I really like that lately there’s so much emphasis on the different types of sexualities that exist in this world. It’s no longer just homo-, hetero- and bi-sexual. There are honestly so many different types of being with recognised names and definitions (not going to go into them here as honestly I’m still trying to understand it all) but it’s a beautiful thing that we’re no longer forced to fit within these little boxes. Of course, we’re nowhere near perfect but we’re making progress.
The term that intrigues me most is pansexual.
According to Amplify Your Voice, pansexuality is the sexual attraction towards people regardless of gender also known as omnisexuality, some pansexuals refer to themselves as gender blind as to them gender is insignificant in determining whether they will be sexually attracted to others.
I heard this term awhile back and I thought what does this mean? With all the fluidity of sexuality, to identify as bisexual now almost seems outdated. It’s not because of course you can genuinely feel that way. Some people are just attracted to men or women, not trans or gender fluid people.
But what am I? Do I need a label? I don’t necessarily think so but it’s an interesting thing to ponder. Having grown up in a semi-traditional household, my bisexuality didn’t really cement itself until my mid-late teens. You’re taught that it’s normal to be attracted to people of the opposite sex so that’s what you focus on. But, eventually, those of us who are that way inclined start to notice that there are more fish in the sea, so to speak.
Now that I’m 32, I can say with the utmost conviction that I’m attracted to both men and women. I find women more physically attractive than men but connect more with men on a mental level. Women are so soft and beautiful and amazing and I want to sleep with them and seduce them and take care of them but not necessarily be in a long term relationship with them. Men I want to fuck and I connect with them more mentally, conversationally, socially.

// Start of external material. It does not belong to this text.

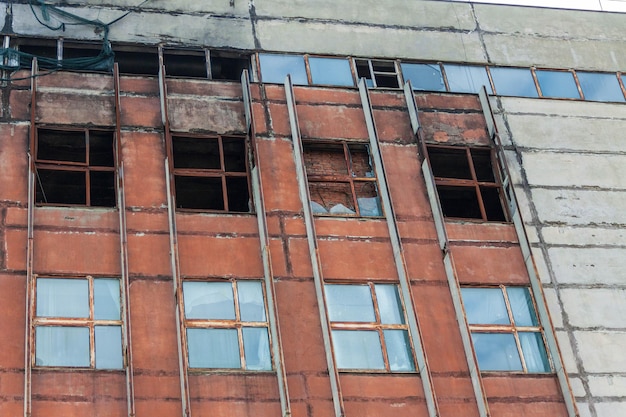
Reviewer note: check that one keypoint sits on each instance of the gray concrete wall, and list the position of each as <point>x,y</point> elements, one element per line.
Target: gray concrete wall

It’s weird. I find women hotter but I always end up with guys. Maybe I’m not brave enough to bite the bullet and be with a woman. Actually, I know I’m not because, in my mind, I think it will be more intense, more emotional, more draining and I’m scared of that. Who knows if that’s the case in a relationship setting but in a social setting I already know that I get on better with guys, even if it’s always a woman that turns my head on the street, in a bar, at the grocery store, you get the picture.
Now, I’ve always called myself bi because that’s all I knew but now there’s pansexual so maybe there are more options for me (if I was single). Someone asked me the other day if I could be with someone who was trans and I said yes. For me, I’m attracted to personality and (of course) to looks. As long as I found that person attractive on those terms, I don’t think I would care what gender they were or weren’t (e.g. gender neutral or gender fluid). I find all kinds of people attractive so if they stimulate me mentally there’s no reason I would turn them down on the basis that they didn’t fit into the traditional gender structure. For me, gender doesn’t really play a role.
Then there’s this other neat term, again from Amplify Your Voice:
Polysexuality is the sexual attraction to more than one gender but do not wish to be known as bisexual as it implies that there are only two binary sexes, do not confuse this with pansexuality (Pan meaning All) and (Poly meaning many).
A good option for those who want to hedge their bets with many, instead of going balls deep with all. Of course, I jest but it is a good option because it isn’t as exclusive as bisexual seems to sound nowadays (as AYV says).